Is it even still an issue? As far as I understood @dirkf above, you can achieve the desired behavior by adding --no-continue to the CLI arguments, or (according to readme) to your default options config file (%APPDATA%/youtube-dl/config.txt on Windows). Once you do that, yt-dl will overwrite by default, i.e. unless you use --no-overwrites. I'll file a PR to clarify the --help and readme about that.

No issue for me. Thanks for the suggestion, I was unaware of the configuration file; though I updated my macros to include the flag anyway. Updating the --help seems useful, since the --no-continue flag entry doesn't mention forcing overwrites.

dirkf commented 5 months ago

It's not so much that --no-continue forces overwrites; rather the desirable default behaviour where an incomplete download is restarted from the point of failure (say, when 2.4 of 2.5GB had been fetched before whatever error) is incompatible with the other default of overwriting downloaded files. So to overwrite files you have to give up --continue.

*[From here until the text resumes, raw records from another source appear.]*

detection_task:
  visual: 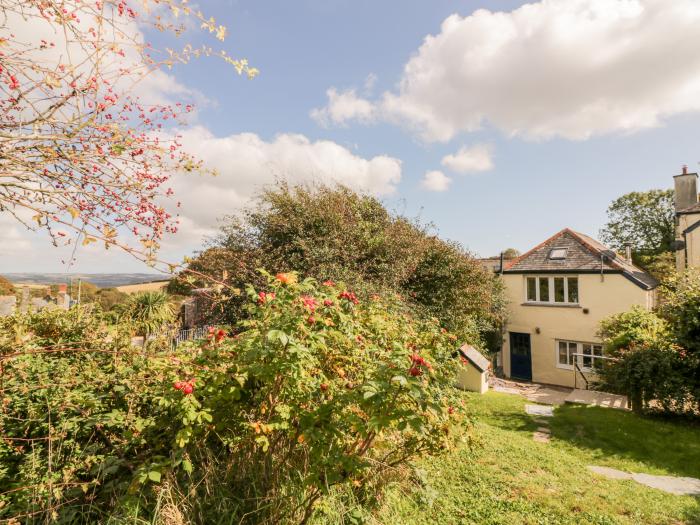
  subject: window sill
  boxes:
[520,302,581,308]
[557,364,595,374]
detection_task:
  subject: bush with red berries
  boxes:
[0,273,470,523]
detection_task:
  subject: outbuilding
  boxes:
[457,345,491,394]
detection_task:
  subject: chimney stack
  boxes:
[625,242,632,263]
[673,166,698,212]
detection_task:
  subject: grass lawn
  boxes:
[326,393,700,525]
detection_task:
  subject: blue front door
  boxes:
[510,332,532,381]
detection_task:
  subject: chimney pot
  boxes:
[673,166,698,212]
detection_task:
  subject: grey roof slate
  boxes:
[459,345,491,372]
[678,202,700,215]
[504,228,658,290]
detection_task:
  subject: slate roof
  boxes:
[504,228,658,290]
[459,345,491,372]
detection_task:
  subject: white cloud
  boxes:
[421,170,452,191]
[442,144,493,173]
[310,88,376,127]
[164,127,401,243]
[0,127,401,272]
[318,0,700,141]
[365,73,377,94]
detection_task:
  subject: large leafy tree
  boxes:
[171,183,503,342]
[0,0,256,257]
[600,190,675,256]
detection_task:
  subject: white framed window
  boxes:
[555,340,603,371]
[525,275,579,305]
[549,248,567,261]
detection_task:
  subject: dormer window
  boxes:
[549,248,566,261]
[525,275,578,305]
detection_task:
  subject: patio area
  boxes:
[489,377,628,410]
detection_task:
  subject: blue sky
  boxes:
[5,0,700,272]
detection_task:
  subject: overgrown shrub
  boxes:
[170,184,505,346]
[0,275,15,295]
[0,274,470,523]
[599,307,700,413]
[0,306,106,354]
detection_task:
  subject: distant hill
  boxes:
[2,273,168,288]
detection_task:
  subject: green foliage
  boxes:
[600,190,675,255]
[0,274,470,523]
[121,292,175,336]
[600,302,700,413]
[661,268,700,357]
[403,238,505,340]
[600,306,671,354]
[0,275,15,295]
[170,184,505,338]
[0,306,105,354]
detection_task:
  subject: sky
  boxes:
[0,0,700,273]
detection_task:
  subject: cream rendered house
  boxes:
[500,229,657,387]
[673,166,700,271]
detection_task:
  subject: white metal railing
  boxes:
[173,325,213,348]
[148,325,213,348]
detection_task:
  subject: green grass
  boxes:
[319,393,700,525]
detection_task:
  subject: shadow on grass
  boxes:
[551,405,700,478]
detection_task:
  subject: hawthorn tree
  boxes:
[600,190,675,256]
[0,0,257,259]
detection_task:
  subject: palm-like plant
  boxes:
[124,292,175,339]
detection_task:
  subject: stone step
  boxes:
[564,388,628,410]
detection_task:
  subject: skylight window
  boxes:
[549,248,566,261]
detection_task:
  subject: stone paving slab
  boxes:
[564,389,627,410]
[587,465,700,496]
[525,405,554,417]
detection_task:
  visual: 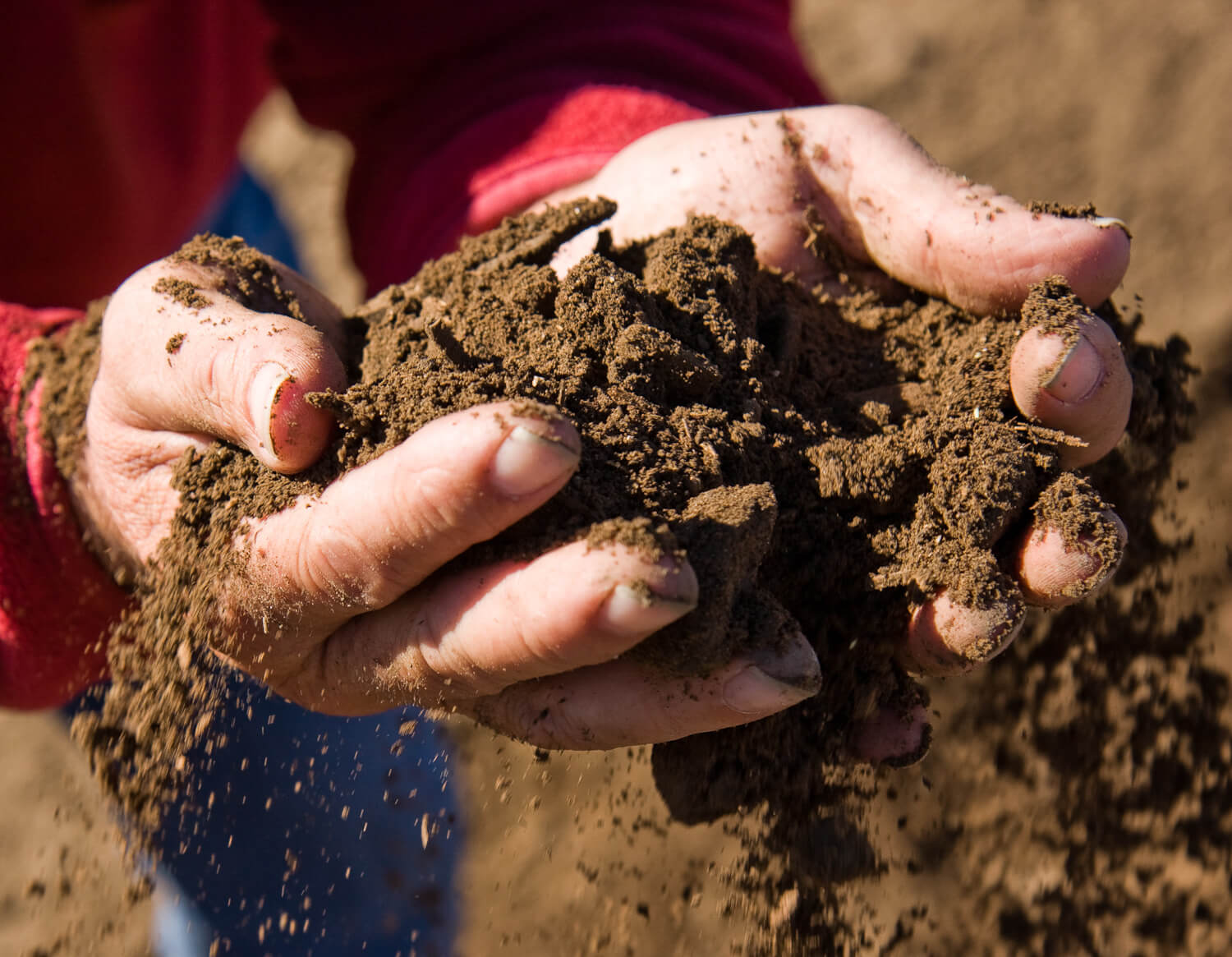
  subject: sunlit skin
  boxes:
[65,107,1129,760]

You might wonder what happens with --no-overwrites and no-continue together. This is an exercise for the reader, though not a Knuth-style exercise whose solution needs a term paper, I hope.

mk-pmb commented 1 month ago

What can I help to move this forward? (Have you seen my PR?)

matteyas commented 1 month ago

It's not so much that --no-continue forces overwrites; rather the desirable default behaviour where an incomplete download is restarted from the point of failure (say, when 2.4 of 2.5GB had been fetched before whatever error) is incompatible with the other default of overwriting downloaded files. So to overwrite files you have to give up --continue.

The only thing that's still weirding me out is that there's no --overwrite switch. It's an extremely common operator, and you have to use this "workaround" switch to replicate it; which puts some demand on the user knowing the inner workings described by dirkf in the quote.

Highly suspect design choice, in my view. I'm guessing someone is thinking "oh wow, that would actually be code reuse!" or some similar bane of reason.

Besides that, there's no issue as far as I can tell. Feel free to close the issue, or tell me to do it. ^^

(Disclaimer: I did not look at mk-pmb's PR, so if that adds the switch in question, great.)

mk-pmb commented 1 month ago

which puts some demand on the user knowing the inner workings described by dirkf in the quote.

As far as I understand, ytdl has little priority on being intuitive, because the role of a user-centric frontend is better served by third-party projects already.

My PR intends to make it easier to obtain the required knowledge, by hopefully making it easier to find the required flags when you search the readme for how to overwrite a file. Since you are the only tester we can easily call to help for this issue, I would love if you could comment on whether this new readme would have helped you

matteyas commented 1 month ago

My PR intends to make it easier to obtain the required knowledge, by hopefully making it easier to find the required flags when you search the readme for how to overwrite a file. Since you are the only tester we can easily call to help for this issue, I would love if you could comment on whether this new readme would have helped you

It would probably help, even though it would still rely on me knowing that the readme is easily available online, since I'd have to use ctrl+f to find it.

An actual --overwrite flag (that acts as a synonym for --no-continue) would likely be easier to spot in the console --help section, which means I'd be fine without knowing about the online readme.

A minor issue, but you wanted my feedback so I hope it's not perceived as nagging. Having the behavior spelled out for --no-continue is an improvement.

mk-pmb commented 1 month ago

The changes from the PR will also be in --help once this is merged. (Because the relevant section of the online readme is actually based on --help.) It still won't be on the left side, but in youtube-dl --help | grep -i overwrite you should see it.